Kuwabara wrote:Should there be commercial 2K Blu-rays and televisions?
Point of clarification, since this sentence confuses me, and leads me to perhaps believe this may need explaining: 2K is 1080p. In theory, they could be distinct, but in practice, there's never any difference.
Using the K style of referring to things, 1080p becomes 2K, in contrast to 4K.
Using the p style of referring to things, 4K becomes 2160p, in contrast to 1080p.
Just making sure this is known. Apologies if this makes me seem condescending in any way, these terms are confusing an inconsistent, so I thought I'd best clarify just in case.
(Plus, any onlookers to this may be unaware, so even if you are aware, this may clarify things for others)
Kuwabara wrote:There are hundreds of films shot in/scanned in at 2K and no intermediary home video format between 1080p and 4K exists.
If it only exists in 2K, then you only release it in 2K. Simple as that.
No offense, but I don't get why this is such a hard concept for you to grasp.
Kuwabara wrote:Upscaling 2K to 4K is no where near the same as upscaling 480i to 1080p, there's such a massive difference in resolutions there that your post comes off as really hysterical.
My point is that upscaling is an unnecessary and manipulative release strategy. Whether it's 480 to 1080, or 1080 to 2160, you're selling a product as if it has more detail than it really does. If it only exists in 2K, then releasing it in 4K is just manipulating the consumer to buy snake oil.

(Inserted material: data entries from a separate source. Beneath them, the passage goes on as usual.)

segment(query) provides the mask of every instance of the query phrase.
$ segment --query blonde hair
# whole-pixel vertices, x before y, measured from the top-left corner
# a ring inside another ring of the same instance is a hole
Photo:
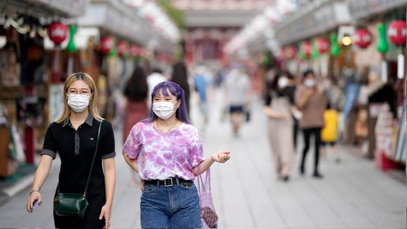
[[[102,117],[98,113],[97,110],[96,105],[97,104],[98,100],[98,91],[96,88],[96,85],[95,84],[95,81],[93,81],[92,77],[86,73],[82,73],[81,72],[77,72],[73,73],[68,77],[65,84],[64,86],[64,93],[66,94],[69,88],[69,86],[76,80],[83,80],[85,83],[89,86],[91,91],[93,93],[92,97],[91,98],[91,101],[89,102],[89,106],[88,107],[88,110],[91,114],[93,116],[93,118],[99,122],[101,122],[103,120]],[[56,120],[55,122],[56,123],[62,123],[64,122],[67,119],[69,118],[71,116],[71,107],[68,105],[68,101],[66,99],[64,100],[64,112],[60,116],[58,119]]]

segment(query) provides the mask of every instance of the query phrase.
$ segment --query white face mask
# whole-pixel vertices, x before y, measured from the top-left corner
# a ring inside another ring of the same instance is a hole
[[[174,104],[178,101],[173,103],[165,101],[154,102],[153,103],[153,111],[160,119],[168,119],[177,111],[174,109]]]
[[[288,79],[287,77],[281,77],[278,79],[278,87],[281,89],[284,89],[288,85]]]
[[[90,96],[82,96],[77,94],[73,96],[68,97],[68,105],[74,111],[79,113],[85,110],[89,105]]]
[[[304,80],[304,85],[308,87],[312,88],[316,84],[316,81],[314,79],[306,79]]]

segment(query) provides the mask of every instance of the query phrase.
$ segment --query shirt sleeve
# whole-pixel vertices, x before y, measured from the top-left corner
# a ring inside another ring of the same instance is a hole
[[[102,158],[107,159],[114,157],[116,156],[116,152],[114,149],[114,134],[113,133],[113,128],[111,124],[104,120],[101,125],[102,128],[105,129],[103,138],[99,139],[101,144],[99,146],[102,152]],[[101,130],[101,131],[102,130]]]
[[[56,156],[56,152],[57,151],[58,148],[55,136],[51,129],[51,126],[53,124],[51,124],[49,125],[48,129],[47,129],[47,132],[45,133],[45,138],[44,139],[44,145],[41,155],[48,155],[52,157],[53,159],[54,159]]]
[[[129,158],[136,159],[141,148],[139,133],[140,132],[139,123],[140,123],[134,125],[131,128],[130,133],[123,146],[123,152],[127,154]]]
[[[189,151],[189,164],[193,168],[204,161],[204,150],[202,147],[202,138],[200,132],[196,130],[192,138]]]

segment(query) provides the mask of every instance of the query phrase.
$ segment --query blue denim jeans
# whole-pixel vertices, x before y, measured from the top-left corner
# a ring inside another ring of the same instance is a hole
[[[140,203],[141,227],[201,228],[198,191],[194,185],[172,187],[146,184]]]

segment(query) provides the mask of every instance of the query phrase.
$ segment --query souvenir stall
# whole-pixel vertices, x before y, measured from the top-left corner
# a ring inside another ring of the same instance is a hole
[[[53,34],[46,28],[79,16],[85,4],[8,1],[0,7],[0,177],[35,162],[50,114],[52,56],[44,40]]]
[[[355,62],[362,69],[357,102],[365,107],[359,111],[360,124],[355,131],[363,139],[363,154],[374,157],[383,170],[405,163],[401,150],[405,140],[400,137],[405,137],[406,3],[405,0],[348,1],[356,28]],[[367,131],[359,131],[363,129]]]

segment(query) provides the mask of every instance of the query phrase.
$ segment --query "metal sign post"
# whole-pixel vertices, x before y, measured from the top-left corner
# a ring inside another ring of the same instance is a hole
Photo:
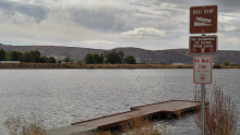
[[[205,36],[217,33],[217,5],[190,8],[190,34],[202,34],[202,37],[189,38],[190,54],[216,54],[217,36]],[[202,84],[201,88],[201,135],[205,134],[205,84],[212,83],[212,57],[194,57],[193,82]]]
[[[205,84],[202,84],[202,90],[201,90],[201,121],[202,121],[202,127],[201,133],[202,135],[205,134]]]
[[[205,34],[202,34],[202,37],[204,37]],[[202,84],[202,90],[201,90],[201,111],[202,111],[202,135],[205,135],[205,84]]]

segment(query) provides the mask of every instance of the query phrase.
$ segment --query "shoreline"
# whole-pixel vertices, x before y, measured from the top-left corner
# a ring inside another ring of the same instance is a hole
[[[0,69],[193,69],[192,64],[0,63]],[[240,69],[240,65],[220,69]]]

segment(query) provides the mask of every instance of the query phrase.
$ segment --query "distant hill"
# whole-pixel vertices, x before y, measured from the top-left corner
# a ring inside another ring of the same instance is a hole
[[[4,50],[17,50],[29,51],[38,50],[41,56],[53,56],[57,59],[63,59],[69,56],[72,60],[84,60],[87,53],[103,53],[107,50],[91,49],[91,48],[77,48],[77,47],[60,47],[60,46],[11,46],[1,45],[0,48]],[[147,63],[185,63],[191,64],[193,56],[189,54],[188,49],[170,49],[170,50],[145,50],[140,48],[118,48],[122,49],[125,54],[134,56],[139,61],[145,61]],[[229,61],[232,64],[240,63],[240,51],[235,50],[219,50],[217,54],[214,54],[214,63],[223,63]]]

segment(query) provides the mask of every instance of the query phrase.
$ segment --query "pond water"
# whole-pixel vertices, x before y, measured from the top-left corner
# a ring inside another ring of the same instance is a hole
[[[193,100],[193,70],[0,70],[0,133],[10,116],[34,114],[47,128],[167,100]],[[214,70],[213,85],[231,96],[240,114],[240,70]],[[199,134],[194,114],[165,120],[169,134]],[[237,134],[240,133],[238,119]]]

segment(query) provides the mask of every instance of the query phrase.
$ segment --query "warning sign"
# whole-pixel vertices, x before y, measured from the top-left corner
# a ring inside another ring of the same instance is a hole
[[[217,33],[217,5],[190,8],[190,34]]]
[[[217,36],[190,36],[189,37],[189,53],[217,53]]]
[[[212,84],[213,57],[193,58],[193,82],[195,84]]]

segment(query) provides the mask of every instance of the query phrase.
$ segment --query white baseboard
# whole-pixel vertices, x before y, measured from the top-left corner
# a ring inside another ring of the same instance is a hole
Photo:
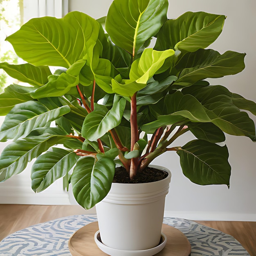
[[[227,212],[178,211],[166,211],[164,217],[179,218],[193,220],[256,221],[256,214]]]
[[[70,204],[68,194],[58,190],[35,193],[30,188],[0,187],[0,204],[42,205]]]

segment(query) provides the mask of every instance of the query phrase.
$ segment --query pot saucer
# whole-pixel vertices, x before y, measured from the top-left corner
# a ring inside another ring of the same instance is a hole
[[[95,233],[94,239],[98,247],[102,252],[111,256],[152,256],[162,251],[167,241],[165,235],[161,233],[160,243],[157,246],[146,250],[128,251],[115,249],[105,245],[101,242],[99,230]]]

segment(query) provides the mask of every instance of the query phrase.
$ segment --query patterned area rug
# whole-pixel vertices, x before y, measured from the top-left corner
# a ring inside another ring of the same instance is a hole
[[[96,216],[74,215],[32,226],[0,242],[0,256],[71,256],[68,242],[72,234],[97,221]],[[164,218],[164,223],[185,234],[191,244],[191,256],[249,256],[234,237],[218,230],[177,218]]]

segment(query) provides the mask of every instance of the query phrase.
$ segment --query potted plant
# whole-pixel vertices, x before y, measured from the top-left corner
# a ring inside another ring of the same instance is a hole
[[[89,209],[106,197],[113,179],[118,186],[123,179],[151,181],[148,165],[171,151],[192,182],[229,186],[228,150],[218,143],[225,133],[255,141],[254,124],[240,110],[255,115],[256,105],[205,79],[242,71],[245,54],[205,49],[225,16],[188,12],[168,19],[168,0],[115,0],[106,18],[74,11],[34,18],[7,37],[26,63],[0,67],[27,84],[11,85],[0,95],[6,115],[0,139],[13,140],[0,157],[1,181],[36,158],[34,191],[63,178]],[[186,132],[195,139],[173,143]],[[114,177],[117,165],[124,177]],[[141,221],[135,220],[125,222]]]

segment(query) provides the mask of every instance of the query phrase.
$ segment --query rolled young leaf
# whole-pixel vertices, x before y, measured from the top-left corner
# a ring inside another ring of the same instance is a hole
[[[231,167],[226,146],[195,140],[177,148],[183,173],[200,185],[225,184],[229,186]]]
[[[193,123],[186,124],[191,132],[198,138],[212,143],[225,140],[224,132],[212,123]]]
[[[120,75],[112,79],[113,90],[123,96],[131,97],[146,86],[148,80],[163,66],[165,60],[173,57],[174,53],[171,49],[160,51],[145,49],[140,58],[132,64],[129,79],[122,79]]]

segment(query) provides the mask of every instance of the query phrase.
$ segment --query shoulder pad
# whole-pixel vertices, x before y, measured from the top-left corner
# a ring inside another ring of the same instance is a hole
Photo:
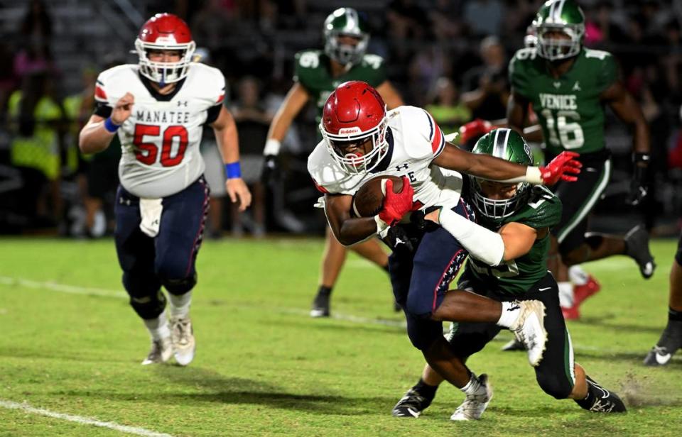
[[[344,172],[329,155],[324,140],[308,157],[308,172],[318,189],[331,194],[352,194],[345,187],[351,176]]]
[[[433,159],[445,145],[440,128],[426,111],[404,106],[389,111],[389,126],[396,126],[400,141],[408,156],[414,159]],[[396,118],[391,122],[391,117]]]

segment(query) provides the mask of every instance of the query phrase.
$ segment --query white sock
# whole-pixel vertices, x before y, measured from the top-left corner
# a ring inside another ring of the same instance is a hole
[[[515,302],[500,303],[502,304],[502,314],[497,321],[497,326],[509,328],[521,315],[521,306]]]
[[[170,336],[168,329],[168,319],[166,316],[166,310],[156,319],[144,319],[144,326],[147,327],[152,340],[161,340]]]
[[[485,394],[485,387],[481,385],[481,383],[478,381],[478,378],[476,377],[473,372],[471,372],[471,377],[469,378],[469,382],[467,382],[467,385],[460,389],[464,392],[464,394],[467,397]]]
[[[559,282],[559,305],[564,308],[573,306],[573,284],[571,282]]]
[[[580,265],[573,265],[568,267],[568,279],[575,285],[585,285],[590,279],[590,274]]]
[[[192,292],[189,291],[181,296],[168,293],[170,301],[170,316],[182,319],[190,314],[190,305],[192,304]]]

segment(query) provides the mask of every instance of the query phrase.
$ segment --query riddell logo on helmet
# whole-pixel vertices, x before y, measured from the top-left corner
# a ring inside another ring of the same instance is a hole
[[[156,38],[156,43],[157,44],[177,44],[178,42],[175,41],[175,37],[173,35],[169,35],[168,36],[159,36]]]
[[[352,133],[362,133],[362,131],[357,126],[352,128],[341,128],[339,129],[339,135],[350,135]]]

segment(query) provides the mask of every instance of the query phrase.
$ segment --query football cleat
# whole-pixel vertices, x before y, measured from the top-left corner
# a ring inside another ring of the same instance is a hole
[[[650,366],[666,365],[678,349],[682,348],[682,321],[668,321],[661,338],[649,350],[644,364]]]
[[[478,377],[478,382],[485,388],[485,392],[480,394],[467,396],[462,404],[458,406],[450,416],[450,420],[478,420],[481,418],[492,399],[492,387],[488,384],[488,375],[485,373]]]
[[[310,317],[329,317],[329,294],[317,294],[313,301]]]
[[[538,300],[516,301],[521,306],[519,317],[509,331],[528,351],[528,362],[535,367],[540,364],[547,345],[545,330],[545,304]]]
[[[433,398],[428,399],[421,395],[415,387],[408,390],[393,407],[394,417],[419,417],[421,412],[431,404]]]
[[[573,287],[573,304],[580,305],[583,301],[597,294],[600,289],[602,286],[600,283],[591,275],[589,275],[585,284]]]
[[[588,382],[588,390],[592,396],[591,405],[586,405],[584,402],[578,402],[582,408],[595,413],[624,413],[627,411],[625,404],[617,394],[610,392],[595,382],[588,375],[585,375]]]
[[[152,340],[149,355],[142,362],[142,365],[166,363],[173,356],[173,343],[170,337]]]
[[[526,347],[524,346],[524,343],[516,338],[512,338],[502,346],[502,350],[504,352],[509,352],[509,350],[526,350]]]
[[[170,318],[170,338],[173,355],[178,364],[187,365],[192,363],[197,344],[194,341],[194,330],[189,316]]]
[[[656,263],[649,250],[649,233],[642,226],[637,225],[625,234],[624,240],[625,255],[637,262],[639,272],[644,279],[651,277],[656,270]]]

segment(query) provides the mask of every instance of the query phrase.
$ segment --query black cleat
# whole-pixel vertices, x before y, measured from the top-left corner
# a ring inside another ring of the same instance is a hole
[[[313,301],[310,317],[329,317],[329,294],[318,292]]]
[[[394,417],[419,417],[421,412],[431,404],[433,399],[422,396],[413,387],[393,407]]]
[[[595,413],[624,413],[627,411],[625,404],[613,392],[610,392],[585,375],[588,382],[588,397],[576,400],[580,407]]]
[[[650,366],[666,365],[680,348],[682,348],[682,321],[669,320],[659,342],[646,354],[644,364]]]
[[[624,240],[625,255],[635,260],[644,279],[651,277],[656,263],[649,250],[649,233],[641,225],[637,225],[625,234]]]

Also, not a criticism or anything, just a small aside here that's worth noting, similar to the thing about 2K vs 1080p/4K vs 2160p; turning 480i into 1080p is slightly more than just upscaling, as it would involve IVTCing or deinterlacing. If it's a matter of deinterlacing instead of IVTCing, they may just go with 1080i. That seems to be the route the BBC are going with for the Blu-Ray upscale of Doctor Who season 12(Well, the source was 576i in that case, but semantics).
Kuwabara wrote:I brought up the cropping because it was a cost saving measure, just like upscaling a 2K scan to 4K would be.
Upscaling isn't a cost saving measure, it's a lie. A ton of movies and TV shows don't exist in a 4K format, so often it's not a matter of doing a proper remaster or upscaling, it's a matter of either releasing it in its original format, or upscaling it; with the original being an honest release, and the upscale being a lie.
Even if the materials exist to do a proper version, and they do an upscale anyway, it's still a lie, and not a cost-saving measure, because you're not doing the same thing for cheaper, you're re-releasing something that already existed, and telling people it's something new. Though, Funimation are known for that, so I wouldn't put it past them.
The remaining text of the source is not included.